First, thanks a lot for the offer of help; I'm happy to take you up on
it rather than do it all myself.
On 08/24/2015 12:54 PM, Joseph Myers wrote:
FWIW, Jason's own trial conversion with reposurgeon got up to at least
45GB memory consumption on a 32GB repository.
It ended up being about 65GB. Fortunately I regularly use a machine
with 128GB, so that isn't a big deal. And the trial conversion took
less than a day; I didn't get an exact time.

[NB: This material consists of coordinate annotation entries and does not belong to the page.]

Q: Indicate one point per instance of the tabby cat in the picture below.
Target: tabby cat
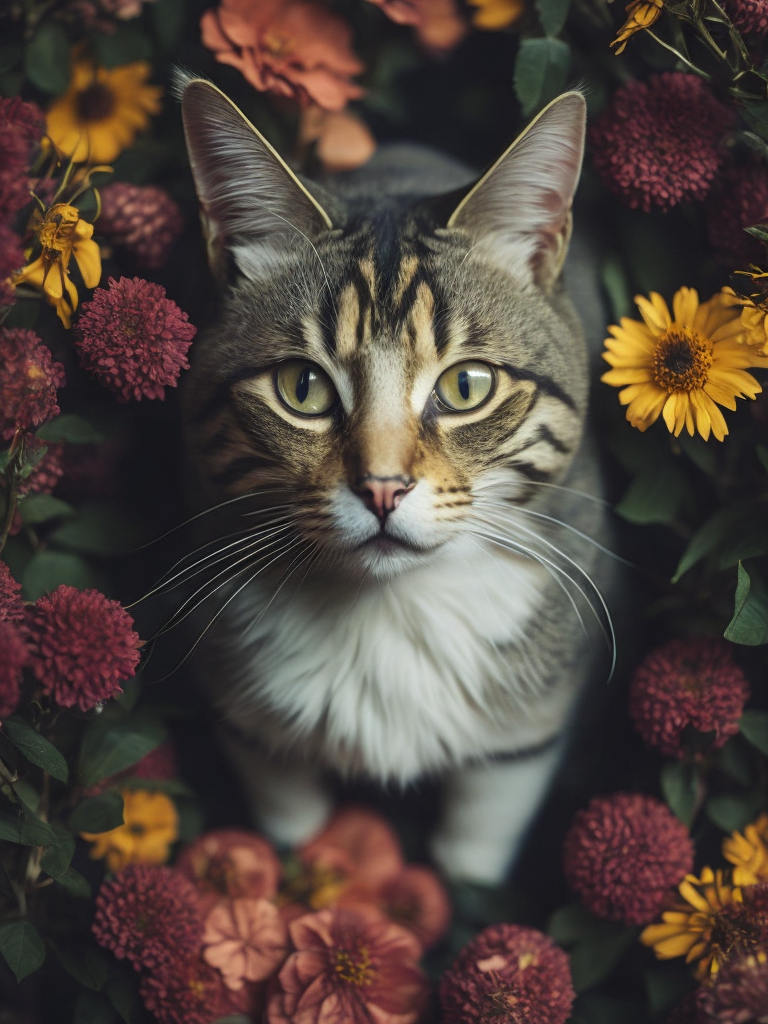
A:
(389, 414)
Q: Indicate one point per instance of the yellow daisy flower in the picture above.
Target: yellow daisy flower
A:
(150, 827)
(681, 365)
(62, 235)
(102, 110)
(697, 929)
(749, 852)
(640, 14)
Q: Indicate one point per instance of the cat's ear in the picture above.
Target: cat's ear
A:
(518, 213)
(253, 205)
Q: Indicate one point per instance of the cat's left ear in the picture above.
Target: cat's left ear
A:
(518, 214)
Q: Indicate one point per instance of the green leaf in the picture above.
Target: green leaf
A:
(40, 508)
(75, 429)
(680, 788)
(654, 496)
(542, 72)
(97, 814)
(754, 725)
(750, 623)
(22, 947)
(47, 58)
(36, 748)
(116, 741)
(553, 14)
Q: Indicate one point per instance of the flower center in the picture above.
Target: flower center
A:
(354, 967)
(94, 103)
(681, 360)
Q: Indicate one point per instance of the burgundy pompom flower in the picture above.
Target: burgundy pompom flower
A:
(507, 975)
(147, 914)
(133, 339)
(652, 150)
(83, 646)
(349, 967)
(143, 220)
(29, 379)
(740, 201)
(685, 684)
(624, 853)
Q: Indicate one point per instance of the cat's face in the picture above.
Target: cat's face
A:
(371, 386)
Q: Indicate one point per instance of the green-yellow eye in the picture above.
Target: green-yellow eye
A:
(465, 386)
(305, 388)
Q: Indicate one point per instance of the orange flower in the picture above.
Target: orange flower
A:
(150, 826)
(293, 47)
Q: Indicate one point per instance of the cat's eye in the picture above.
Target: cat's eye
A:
(465, 386)
(305, 388)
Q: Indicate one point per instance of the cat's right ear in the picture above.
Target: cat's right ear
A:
(253, 206)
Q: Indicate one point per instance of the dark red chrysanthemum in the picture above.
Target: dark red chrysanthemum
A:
(350, 967)
(651, 150)
(29, 379)
(147, 914)
(624, 853)
(144, 220)
(13, 655)
(11, 605)
(83, 646)
(687, 684)
(133, 339)
(188, 991)
(508, 975)
(740, 201)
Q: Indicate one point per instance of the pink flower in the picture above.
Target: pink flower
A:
(133, 339)
(292, 47)
(245, 939)
(83, 646)
(348, 967)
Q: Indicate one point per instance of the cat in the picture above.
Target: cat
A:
(389, 415)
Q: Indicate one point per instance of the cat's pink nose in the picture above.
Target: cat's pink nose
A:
(382, 495)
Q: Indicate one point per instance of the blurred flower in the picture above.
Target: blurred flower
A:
(495, 14)
(133, 339)
(102, 110)
(143, 220)
(681, 366)
(83, 645)
(186, 990)
(749, 852)
(649, 150)
(740, 201)
(147, 914)
(245, 939)
(229, 862)
(640, 14)
(348, 967)
(624, 853)
(62, 235)
(716, 921)
(508, 974)
(292, 47)
(150, 828)
(739, 994)
(29, 379)
(687, 683)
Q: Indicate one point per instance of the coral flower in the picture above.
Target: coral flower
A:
(348, 967)
(102, 110)
(749, 852)
(246, 939)
(150, 827)
(640, 14)
(62, 236)
(292, 47)
(681, 365)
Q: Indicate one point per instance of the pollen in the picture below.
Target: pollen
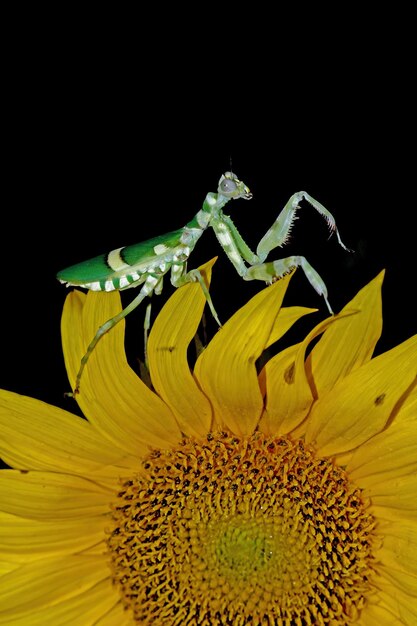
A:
(241, 531)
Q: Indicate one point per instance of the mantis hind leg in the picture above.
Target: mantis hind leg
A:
(148, 287)
(195, 276)
(273, 270)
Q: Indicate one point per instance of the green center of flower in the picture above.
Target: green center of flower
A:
(241, 531)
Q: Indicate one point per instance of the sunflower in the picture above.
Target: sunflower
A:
(249, 491)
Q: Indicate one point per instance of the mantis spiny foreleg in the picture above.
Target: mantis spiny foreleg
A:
(238, 251)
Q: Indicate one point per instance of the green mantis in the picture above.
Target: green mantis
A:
(145, 264)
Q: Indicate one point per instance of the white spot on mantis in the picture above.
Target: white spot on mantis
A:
(109, 286)
(123, 282)
(93, 286)
(223, 237)
(160, 248)
(115, 261)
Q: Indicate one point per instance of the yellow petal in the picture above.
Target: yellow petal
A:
(226, 370)
(398, 552)
(48, 496)
(388, 455)
(360, 404)
(23, 539)
(349, 344)
(168, 343)
(286, 318)
(408, 411)
(288, 392)
(398, 601)
(57, 590)
(111, 395)
(379, 615)
(36, 435)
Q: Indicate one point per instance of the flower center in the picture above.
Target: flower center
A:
(241, 531)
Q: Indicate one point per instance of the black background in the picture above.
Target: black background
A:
(112, 137)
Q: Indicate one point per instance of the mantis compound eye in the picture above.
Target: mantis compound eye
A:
(227, 184)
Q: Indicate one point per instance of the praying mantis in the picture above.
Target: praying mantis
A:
(145, 264)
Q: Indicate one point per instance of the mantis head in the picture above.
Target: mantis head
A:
(231, 187)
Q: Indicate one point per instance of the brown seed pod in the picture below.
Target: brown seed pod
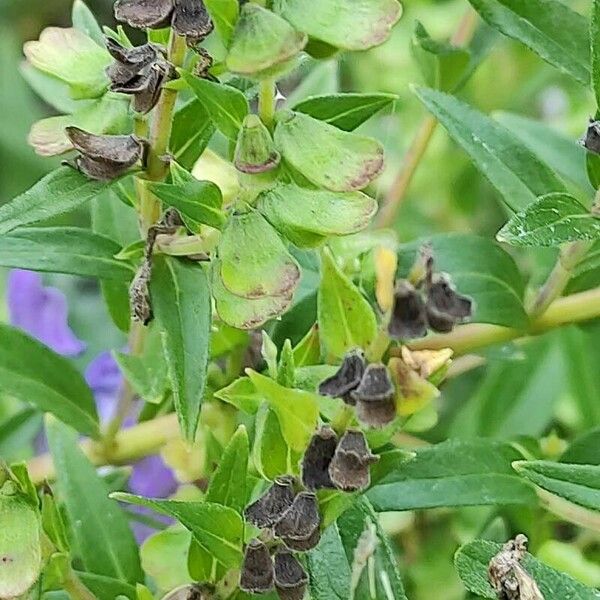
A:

I'd like to use the --legacy flag so that old references to SVN commits
are easier to look up.
---
With respect to Joseph's point about periodic deletion and re-creation
of branches, it looks like reposurgeon dutifully models them as deletion
and re-creation of the entire tree, which is understandable but not
ideal. It also warns about these with, e.g.,
reposurgeon: mid-branch deleteall on refs/heads/master at <184996>.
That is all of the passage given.